A move back to the livelier intellectual environment of Berlin was cut short by the coming to power of the Nazis. He and his wife returned to the ominous atmosphere of Vienna; he began to suffer from depression and poor health. In 1938 Austria was absorbed into the Third Reich. The couple moved to Switzerland. Switzerland was meant to be a staging-post en route to a home offered by Marthas daughter in the United States, but the entry of the United States into the war put paid to that plan. Along with tens of thousands of other exiles, they found themselves trapped.

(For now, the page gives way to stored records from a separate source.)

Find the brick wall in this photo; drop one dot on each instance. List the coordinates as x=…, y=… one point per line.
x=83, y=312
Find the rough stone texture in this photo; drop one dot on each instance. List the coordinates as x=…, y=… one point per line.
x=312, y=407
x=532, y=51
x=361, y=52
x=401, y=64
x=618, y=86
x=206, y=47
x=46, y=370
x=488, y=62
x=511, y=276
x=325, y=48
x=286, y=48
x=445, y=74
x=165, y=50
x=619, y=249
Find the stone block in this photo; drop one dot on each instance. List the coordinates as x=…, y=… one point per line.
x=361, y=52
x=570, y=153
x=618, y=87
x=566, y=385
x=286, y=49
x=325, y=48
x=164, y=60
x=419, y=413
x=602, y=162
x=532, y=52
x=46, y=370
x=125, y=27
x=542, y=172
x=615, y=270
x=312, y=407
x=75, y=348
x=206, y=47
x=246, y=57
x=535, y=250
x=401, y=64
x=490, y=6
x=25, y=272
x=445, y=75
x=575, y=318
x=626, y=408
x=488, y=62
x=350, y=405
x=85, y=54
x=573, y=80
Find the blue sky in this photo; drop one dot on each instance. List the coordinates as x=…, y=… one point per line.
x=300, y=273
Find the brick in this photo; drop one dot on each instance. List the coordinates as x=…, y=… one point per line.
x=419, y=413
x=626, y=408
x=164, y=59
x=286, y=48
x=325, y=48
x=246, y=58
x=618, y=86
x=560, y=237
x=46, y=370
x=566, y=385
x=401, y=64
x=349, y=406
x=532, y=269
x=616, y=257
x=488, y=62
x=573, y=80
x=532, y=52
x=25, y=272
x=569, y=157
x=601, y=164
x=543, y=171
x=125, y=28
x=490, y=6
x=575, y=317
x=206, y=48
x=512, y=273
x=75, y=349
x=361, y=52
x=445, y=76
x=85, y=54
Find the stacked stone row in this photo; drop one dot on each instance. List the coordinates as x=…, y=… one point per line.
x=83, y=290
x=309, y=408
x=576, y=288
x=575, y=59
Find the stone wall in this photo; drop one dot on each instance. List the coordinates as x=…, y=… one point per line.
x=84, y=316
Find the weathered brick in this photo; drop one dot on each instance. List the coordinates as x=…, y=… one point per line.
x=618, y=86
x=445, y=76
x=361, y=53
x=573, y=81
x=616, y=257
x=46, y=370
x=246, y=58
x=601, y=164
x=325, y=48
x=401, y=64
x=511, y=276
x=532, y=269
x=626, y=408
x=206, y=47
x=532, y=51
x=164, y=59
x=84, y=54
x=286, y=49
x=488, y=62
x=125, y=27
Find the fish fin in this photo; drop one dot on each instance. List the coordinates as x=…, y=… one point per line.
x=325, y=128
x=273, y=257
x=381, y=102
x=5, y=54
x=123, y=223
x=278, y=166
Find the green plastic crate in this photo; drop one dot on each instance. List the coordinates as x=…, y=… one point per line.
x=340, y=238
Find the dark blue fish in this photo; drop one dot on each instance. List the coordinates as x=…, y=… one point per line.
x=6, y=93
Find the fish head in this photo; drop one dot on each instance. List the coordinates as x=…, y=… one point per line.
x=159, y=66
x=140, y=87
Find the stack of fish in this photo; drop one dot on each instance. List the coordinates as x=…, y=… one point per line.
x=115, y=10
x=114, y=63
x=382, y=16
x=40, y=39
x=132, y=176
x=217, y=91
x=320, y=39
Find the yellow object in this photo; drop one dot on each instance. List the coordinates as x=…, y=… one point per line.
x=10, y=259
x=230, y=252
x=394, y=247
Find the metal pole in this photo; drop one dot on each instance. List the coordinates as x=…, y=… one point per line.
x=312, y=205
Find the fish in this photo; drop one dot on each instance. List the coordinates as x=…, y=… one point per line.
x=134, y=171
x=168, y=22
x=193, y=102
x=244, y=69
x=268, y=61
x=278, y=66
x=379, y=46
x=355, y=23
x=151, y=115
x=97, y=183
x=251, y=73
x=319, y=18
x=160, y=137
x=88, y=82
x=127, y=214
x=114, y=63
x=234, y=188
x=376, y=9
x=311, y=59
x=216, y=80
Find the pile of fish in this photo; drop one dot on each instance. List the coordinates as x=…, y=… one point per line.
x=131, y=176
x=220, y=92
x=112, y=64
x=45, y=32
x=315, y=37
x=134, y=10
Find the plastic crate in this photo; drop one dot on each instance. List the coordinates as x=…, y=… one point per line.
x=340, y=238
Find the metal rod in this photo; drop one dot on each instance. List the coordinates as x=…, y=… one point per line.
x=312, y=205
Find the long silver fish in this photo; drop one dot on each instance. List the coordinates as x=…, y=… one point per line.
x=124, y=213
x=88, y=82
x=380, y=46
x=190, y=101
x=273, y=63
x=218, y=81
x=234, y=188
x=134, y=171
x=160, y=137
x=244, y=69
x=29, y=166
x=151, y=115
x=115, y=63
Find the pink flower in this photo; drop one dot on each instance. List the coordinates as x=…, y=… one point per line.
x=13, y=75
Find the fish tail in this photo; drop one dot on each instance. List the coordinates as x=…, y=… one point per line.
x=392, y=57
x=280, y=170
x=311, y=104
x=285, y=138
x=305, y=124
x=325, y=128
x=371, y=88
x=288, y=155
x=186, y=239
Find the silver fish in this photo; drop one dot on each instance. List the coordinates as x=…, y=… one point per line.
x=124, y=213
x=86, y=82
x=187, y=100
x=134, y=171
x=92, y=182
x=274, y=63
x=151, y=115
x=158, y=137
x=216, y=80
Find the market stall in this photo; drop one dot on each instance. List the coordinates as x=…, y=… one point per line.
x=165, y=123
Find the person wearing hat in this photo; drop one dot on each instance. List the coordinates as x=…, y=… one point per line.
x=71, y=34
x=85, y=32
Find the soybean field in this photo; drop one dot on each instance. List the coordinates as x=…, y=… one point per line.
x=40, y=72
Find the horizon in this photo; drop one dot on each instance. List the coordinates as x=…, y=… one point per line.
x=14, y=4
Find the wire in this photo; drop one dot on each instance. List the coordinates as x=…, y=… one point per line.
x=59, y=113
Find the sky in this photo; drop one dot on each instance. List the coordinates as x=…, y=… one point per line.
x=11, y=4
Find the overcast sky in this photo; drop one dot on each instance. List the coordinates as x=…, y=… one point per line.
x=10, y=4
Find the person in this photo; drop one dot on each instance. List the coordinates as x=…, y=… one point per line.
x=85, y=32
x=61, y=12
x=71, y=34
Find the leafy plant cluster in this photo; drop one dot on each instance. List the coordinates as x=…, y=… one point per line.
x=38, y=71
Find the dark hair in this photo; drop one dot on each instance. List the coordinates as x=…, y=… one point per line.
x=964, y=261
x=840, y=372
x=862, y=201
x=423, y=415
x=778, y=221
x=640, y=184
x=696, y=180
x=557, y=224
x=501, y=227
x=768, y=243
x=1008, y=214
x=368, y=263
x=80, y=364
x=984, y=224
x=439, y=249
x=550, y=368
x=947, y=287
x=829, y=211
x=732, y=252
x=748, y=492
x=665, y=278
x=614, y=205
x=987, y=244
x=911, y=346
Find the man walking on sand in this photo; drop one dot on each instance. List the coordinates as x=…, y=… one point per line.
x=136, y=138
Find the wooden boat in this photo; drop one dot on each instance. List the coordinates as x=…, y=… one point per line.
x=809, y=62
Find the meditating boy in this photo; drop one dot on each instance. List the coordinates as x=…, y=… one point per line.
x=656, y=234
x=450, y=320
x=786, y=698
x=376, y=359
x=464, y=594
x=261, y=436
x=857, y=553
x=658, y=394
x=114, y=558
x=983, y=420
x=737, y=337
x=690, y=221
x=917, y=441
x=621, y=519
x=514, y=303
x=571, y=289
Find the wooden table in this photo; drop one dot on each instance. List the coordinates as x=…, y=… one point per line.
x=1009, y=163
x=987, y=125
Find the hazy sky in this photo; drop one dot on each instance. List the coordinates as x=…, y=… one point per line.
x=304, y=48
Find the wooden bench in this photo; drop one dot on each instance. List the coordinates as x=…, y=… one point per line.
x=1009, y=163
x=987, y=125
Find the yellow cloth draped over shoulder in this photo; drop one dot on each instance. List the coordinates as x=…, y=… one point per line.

Switzerland is renowned for the freedom you can enjoy there, observed Bertolt Brecht. The catch is, you have to be a tourist. The myth of Switzerland as a land of asylum was badly damaged by its treatment of refugees during World War Two, when its first priority, overriding all humanitarian considerations, was not to antagonize Germany. Pointing out that his writings were banned in Germany and Austria, Musil pleaded for asylum on the grounds that he could earn a living as a writer nowhere else in the German-speaking world. Though allowed to stay, he never felt at home in Switzerland. He was little known there; he had no talent for self-promotion; the Swiss patronage network disdained him. He and his wife survived on handouts. Today they ignore us. But once we are dead they will boast that they gave us asylum, remarked Musil bitterly to Ignazio Silone. Depressed, he could make no headway with the novel. In 1942, at the age of sixty-one, after a bout of vigorous exercise on the trampoline, he had a stroke and died.